BookmarkSubscribeRSS Feed
CynthiaWei
Obsidian | Level 7

Hi SAS Experts,

I have dataset including dates.

data Have;
	input id $ datestr :$10. Yes_No;
	format date mmddyy10.;
	date = input(datestr!!"-01",yymmdd10.);
	drop datestr;
	datalines;
1	2015-04-01	1
1	2015-04-12	0
1	2015-05-01	0
1	2016-02-14	1
1	2016-07-22	1
2	2015-01-07	0
2	2015-06-25	1
2	2015-07-19	0
2	2015-11-25	1
2	2015-12-24	0
2   2015-12-31  0
2   2016-01-20  0

;
run;

 

I want to create a new table that each record has the date of the observation with Yes_No=1 and then has the following dates of the observations with Yes_No=0 on the same record until next date with Yes_No=1. If there is another record with Yes_No=1 for the same ID, then a new record generated, and so on. Within each ID, every record has the date when Yes_No=1 followed with the dates Yes-No=0. Only special is that if first observation is a Yes_No=0, then leave it there.

 

The dataset I want: (the variables following_date_1-3 can be created as needed)

ID Yes_NO date following_date_1 following_date_2 following_date_3

1 1 4/1/2015      4/12/2015       5/1/2015

1 1 2/1/2016

1 1 7/1/2016

2 0 1/1/2015

2 1 6/24/2015      7/2/2015

2 1 11/25/2015    12/24/2015     12/31/2015     1/20/2016

 

Thank you so much for any help!

Best regards,

C

7 REPLIES 7
jimbarbour
Meteorite | Level 14

Hi, @CynthiaWei,

 

Are you trying to set all your dates to the first of the month?  In order to do that, I believe you would need to change the Informat from $10. to $7.  Also, your data has tabs in it, so for it to be read correctly, I had to add an INFILE with DSD DLM='09'x.  See below.

data Have;
	INFILE	DATALINES	DSD	DLM='09'X	MISSOVER;
	input id $ datestr :$7. Yes_No;
	format date mmddyy10.;
	date = input(datestr||"-01",yymmdd10.);
	drop datestr;
	datalines;
1	2015-04-01	1
1	2015-04-12	0
1	2015-05-01	0
1	2016-02-14	1
1	2016-07-22	1
2	2015-01-07	0
2	2015-06-25	1
2	2015-07-19	0
2	2015-11-25	1
2	2015-12-24	0
2	2015-12-31	0
2	2016-01-20	0
;
run;
ballardw
Super User

One way:

data need;
   set have;
   retain group;
 
   if Yes_no=1 then   group+1;
run;

proc transpose data=need out=want (drop=group _name_)
   prefix=following_date   
;
   by id group;
   var date;
run;

 

CynthiaWei
Obsidian | Level 7

Thank you so much Ballardw!

 

Is there a way that the value of group starts from 1 for each ID when Yes_No=1. If an ID starts from Yes_No=0 then group starts from 0 and then 1, 2, 3, and so on (like showed below).
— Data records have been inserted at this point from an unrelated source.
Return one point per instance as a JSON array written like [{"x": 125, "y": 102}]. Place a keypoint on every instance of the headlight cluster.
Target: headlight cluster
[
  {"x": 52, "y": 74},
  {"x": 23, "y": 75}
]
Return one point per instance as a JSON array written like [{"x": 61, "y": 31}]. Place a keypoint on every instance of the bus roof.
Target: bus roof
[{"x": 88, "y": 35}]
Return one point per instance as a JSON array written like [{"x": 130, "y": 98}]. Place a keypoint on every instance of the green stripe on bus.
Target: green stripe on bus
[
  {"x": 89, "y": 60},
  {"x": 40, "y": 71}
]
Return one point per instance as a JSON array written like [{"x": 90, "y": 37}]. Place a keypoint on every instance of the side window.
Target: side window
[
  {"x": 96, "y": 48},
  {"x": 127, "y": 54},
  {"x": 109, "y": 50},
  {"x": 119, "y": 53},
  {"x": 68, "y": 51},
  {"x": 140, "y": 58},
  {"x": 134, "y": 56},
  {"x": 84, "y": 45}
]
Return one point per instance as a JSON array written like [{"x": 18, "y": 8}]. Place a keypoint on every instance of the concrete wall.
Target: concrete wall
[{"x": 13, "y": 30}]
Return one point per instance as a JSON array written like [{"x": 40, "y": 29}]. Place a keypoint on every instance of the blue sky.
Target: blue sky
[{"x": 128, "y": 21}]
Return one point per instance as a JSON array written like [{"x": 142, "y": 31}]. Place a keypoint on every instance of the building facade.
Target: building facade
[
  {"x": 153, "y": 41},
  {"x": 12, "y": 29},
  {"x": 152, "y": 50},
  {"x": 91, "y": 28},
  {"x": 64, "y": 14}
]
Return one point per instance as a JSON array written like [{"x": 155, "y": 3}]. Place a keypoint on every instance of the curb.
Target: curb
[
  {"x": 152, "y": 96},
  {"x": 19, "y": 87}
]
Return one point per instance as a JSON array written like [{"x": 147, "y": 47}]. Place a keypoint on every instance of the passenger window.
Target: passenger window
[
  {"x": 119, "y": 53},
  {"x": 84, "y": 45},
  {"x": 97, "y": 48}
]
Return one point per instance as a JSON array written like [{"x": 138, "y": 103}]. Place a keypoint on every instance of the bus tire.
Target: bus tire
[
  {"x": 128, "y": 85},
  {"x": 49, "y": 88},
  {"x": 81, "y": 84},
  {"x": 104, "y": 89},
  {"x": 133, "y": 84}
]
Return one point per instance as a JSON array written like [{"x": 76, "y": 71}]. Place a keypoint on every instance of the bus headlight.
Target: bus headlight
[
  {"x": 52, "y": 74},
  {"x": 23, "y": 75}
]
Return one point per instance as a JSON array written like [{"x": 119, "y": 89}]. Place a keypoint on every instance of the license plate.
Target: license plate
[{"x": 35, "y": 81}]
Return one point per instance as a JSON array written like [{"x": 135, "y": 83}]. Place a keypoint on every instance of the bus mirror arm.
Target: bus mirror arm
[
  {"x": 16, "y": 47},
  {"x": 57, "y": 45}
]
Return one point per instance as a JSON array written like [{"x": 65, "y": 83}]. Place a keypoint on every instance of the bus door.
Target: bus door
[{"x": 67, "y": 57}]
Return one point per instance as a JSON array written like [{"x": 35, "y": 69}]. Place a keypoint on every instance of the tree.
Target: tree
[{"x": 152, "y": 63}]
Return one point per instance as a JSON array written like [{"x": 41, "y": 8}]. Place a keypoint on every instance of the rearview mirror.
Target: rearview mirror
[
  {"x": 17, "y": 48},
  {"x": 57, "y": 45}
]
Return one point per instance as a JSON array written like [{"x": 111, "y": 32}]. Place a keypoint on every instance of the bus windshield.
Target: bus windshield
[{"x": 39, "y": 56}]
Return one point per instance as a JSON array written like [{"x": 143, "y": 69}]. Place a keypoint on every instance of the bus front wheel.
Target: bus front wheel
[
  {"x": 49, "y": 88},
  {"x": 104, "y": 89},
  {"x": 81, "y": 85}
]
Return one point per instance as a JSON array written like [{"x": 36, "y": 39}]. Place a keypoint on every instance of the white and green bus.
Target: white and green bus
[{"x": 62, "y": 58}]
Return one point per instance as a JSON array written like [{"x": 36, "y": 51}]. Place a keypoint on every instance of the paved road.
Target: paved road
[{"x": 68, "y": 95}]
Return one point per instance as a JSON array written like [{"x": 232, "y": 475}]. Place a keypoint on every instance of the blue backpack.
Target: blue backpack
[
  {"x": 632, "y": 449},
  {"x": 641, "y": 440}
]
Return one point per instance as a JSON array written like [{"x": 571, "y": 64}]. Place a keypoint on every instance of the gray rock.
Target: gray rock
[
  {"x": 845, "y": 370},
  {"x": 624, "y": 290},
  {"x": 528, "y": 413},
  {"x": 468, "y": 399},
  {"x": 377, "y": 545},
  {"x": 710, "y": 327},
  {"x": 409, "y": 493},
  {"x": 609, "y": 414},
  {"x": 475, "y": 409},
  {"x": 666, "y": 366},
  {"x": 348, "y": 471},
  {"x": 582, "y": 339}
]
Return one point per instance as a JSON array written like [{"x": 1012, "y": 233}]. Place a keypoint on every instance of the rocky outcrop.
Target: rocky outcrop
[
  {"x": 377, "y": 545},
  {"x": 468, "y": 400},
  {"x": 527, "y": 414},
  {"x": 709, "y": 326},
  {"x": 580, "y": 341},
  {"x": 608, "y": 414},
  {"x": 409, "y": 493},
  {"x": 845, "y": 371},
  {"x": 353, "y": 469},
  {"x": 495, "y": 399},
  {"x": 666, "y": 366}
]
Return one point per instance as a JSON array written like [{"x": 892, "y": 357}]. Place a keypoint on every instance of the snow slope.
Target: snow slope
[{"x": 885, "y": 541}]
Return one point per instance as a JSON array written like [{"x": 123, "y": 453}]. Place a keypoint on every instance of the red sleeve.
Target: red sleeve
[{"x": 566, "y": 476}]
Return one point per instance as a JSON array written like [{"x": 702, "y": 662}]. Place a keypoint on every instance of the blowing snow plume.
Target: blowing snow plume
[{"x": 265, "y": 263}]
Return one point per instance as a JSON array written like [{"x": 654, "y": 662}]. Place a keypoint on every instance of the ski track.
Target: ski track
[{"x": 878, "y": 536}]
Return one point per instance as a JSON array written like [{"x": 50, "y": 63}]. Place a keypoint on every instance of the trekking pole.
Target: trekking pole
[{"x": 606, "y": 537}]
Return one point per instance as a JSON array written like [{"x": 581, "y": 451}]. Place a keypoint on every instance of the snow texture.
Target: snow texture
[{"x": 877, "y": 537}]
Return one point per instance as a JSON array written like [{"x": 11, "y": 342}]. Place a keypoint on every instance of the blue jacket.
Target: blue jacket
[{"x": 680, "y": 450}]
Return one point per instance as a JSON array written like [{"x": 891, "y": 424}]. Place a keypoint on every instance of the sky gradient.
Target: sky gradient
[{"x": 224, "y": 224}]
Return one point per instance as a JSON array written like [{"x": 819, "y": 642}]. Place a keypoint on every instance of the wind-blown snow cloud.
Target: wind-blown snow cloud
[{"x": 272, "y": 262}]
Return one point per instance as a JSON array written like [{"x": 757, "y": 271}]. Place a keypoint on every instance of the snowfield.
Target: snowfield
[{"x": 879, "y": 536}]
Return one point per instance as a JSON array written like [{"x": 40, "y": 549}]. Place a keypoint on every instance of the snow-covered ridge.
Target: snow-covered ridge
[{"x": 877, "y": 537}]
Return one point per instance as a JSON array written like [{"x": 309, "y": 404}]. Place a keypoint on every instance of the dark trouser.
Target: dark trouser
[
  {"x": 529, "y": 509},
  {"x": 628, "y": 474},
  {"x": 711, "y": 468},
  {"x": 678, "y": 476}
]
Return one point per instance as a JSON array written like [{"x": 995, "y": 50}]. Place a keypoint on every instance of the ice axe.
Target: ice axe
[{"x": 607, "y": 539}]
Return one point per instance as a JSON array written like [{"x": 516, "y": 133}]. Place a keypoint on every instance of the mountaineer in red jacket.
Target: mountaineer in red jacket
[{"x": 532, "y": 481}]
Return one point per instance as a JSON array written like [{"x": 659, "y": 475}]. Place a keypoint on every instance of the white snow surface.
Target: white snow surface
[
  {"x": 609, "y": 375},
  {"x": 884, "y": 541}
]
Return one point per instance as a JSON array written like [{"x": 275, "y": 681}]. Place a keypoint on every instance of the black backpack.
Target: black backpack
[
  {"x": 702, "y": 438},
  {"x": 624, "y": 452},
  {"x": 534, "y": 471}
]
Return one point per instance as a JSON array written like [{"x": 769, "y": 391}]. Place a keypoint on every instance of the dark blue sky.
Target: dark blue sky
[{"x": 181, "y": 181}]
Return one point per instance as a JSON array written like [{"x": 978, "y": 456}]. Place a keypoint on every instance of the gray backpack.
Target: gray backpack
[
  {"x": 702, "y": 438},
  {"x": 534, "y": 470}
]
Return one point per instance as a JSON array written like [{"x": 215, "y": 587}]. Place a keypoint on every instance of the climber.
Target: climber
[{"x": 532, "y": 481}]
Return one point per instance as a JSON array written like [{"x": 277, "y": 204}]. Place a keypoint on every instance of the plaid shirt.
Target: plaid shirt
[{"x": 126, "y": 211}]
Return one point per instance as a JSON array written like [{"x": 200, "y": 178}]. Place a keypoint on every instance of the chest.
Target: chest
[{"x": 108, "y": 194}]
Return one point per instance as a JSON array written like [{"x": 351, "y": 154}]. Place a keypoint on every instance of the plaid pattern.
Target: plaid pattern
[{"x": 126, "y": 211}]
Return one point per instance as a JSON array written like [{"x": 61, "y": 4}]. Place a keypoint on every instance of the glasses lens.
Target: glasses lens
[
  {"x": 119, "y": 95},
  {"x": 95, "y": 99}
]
What we have right now is the value of group is continuous across all IDs.

 

id Yes_No date group
1 1 4/1/2015 1
1 0 4/12/2015 1
1 0 5/1/2015 1
1 1 2/14/2016 2
1 1 7/22/2016 3
2 0 1/7/2015 0
2 1 6/25/2015 1
2 0 7/19/2015 1
2 1 11/25/2015 2
2 0 12/24/2015 2
2 0 12/31/2015 2
2 0 1/20/2016 2

 

Thank you!

best regards,

 

C

ballardw
Super User
data need;
   set have;
   by id;
   retain group;
   if first.id then group=1;
   else if  Yes_no=1 then   group+1;
run;
CynthiaWei
Obsidian | Level 7

Hi Ballardw,

 

Really appreciate your code. It worked very well to meet my analysis requirement.

 

My next step is to create a another table with different date layout.

 

I am having the dataset again:

data Have;
	input id $ datestr :$10. Yes_No;
	format date mmddyy10.;
	date = input(datestr!!"-01",yymmdd10.);
	drop datestr;
	datalines;
1 2015-04-01 1
1 2015-04-12 0
1 2015-05-01 0
1 2016-02-01 1
1 2016-07-01 1
2 2015-01-01 0
2 2015-06-24 1
2 2015-07-02 0
2 2015-11-25 1
2 2015-12-24 0
2 2015-12-31 0
2 2016-01-20 0

;
run;

And, what I want is to create a table that each row represents a month and have all the observations happened in that month, regardless Yes_No=1 or 0, but still have the variable Yes_No in the final dataset. The value of Yes_No for each row is the value for the first observation of that month (i.e. Yes_No=1 for 4/1/2015, Yes_No=0 for 12/24/2015). If there are two or more observations in one month then have them in the same row, just like the table below:

ID Yes_No month dispense_date dispense_date_of_following_1 dispense_date_of_following_2

1 1 2015-04 4/1/2015 4/12/2015

1 0 2015-05 5/1/2015

1 1 2016-02 2/1/2016

1 1 2016-07 7/1/2016

2 0 2015-01 1/1/2015

2 1 2015-06 6/24/2015

2 0 2015-07 7/2/2015

2 1 2015-11 11/25/2015

2 0 2015-12 12/24/2015 12/31/2015

2 0 2016-01 1/20/2016

 

Thank you very much again for the help!!!

Best regards,

C

jimbarbour
Meteorite | Level 14

Cynthia,

 

It's still a little unclear exactly what you want, but I think you want the primary observations, i.e. the observations with Yes_No = 1, to have a date that is the first of the month.  I see the first of the month used in the first four examples of what you want, but the last two are not like that, so I'm not completely sure.  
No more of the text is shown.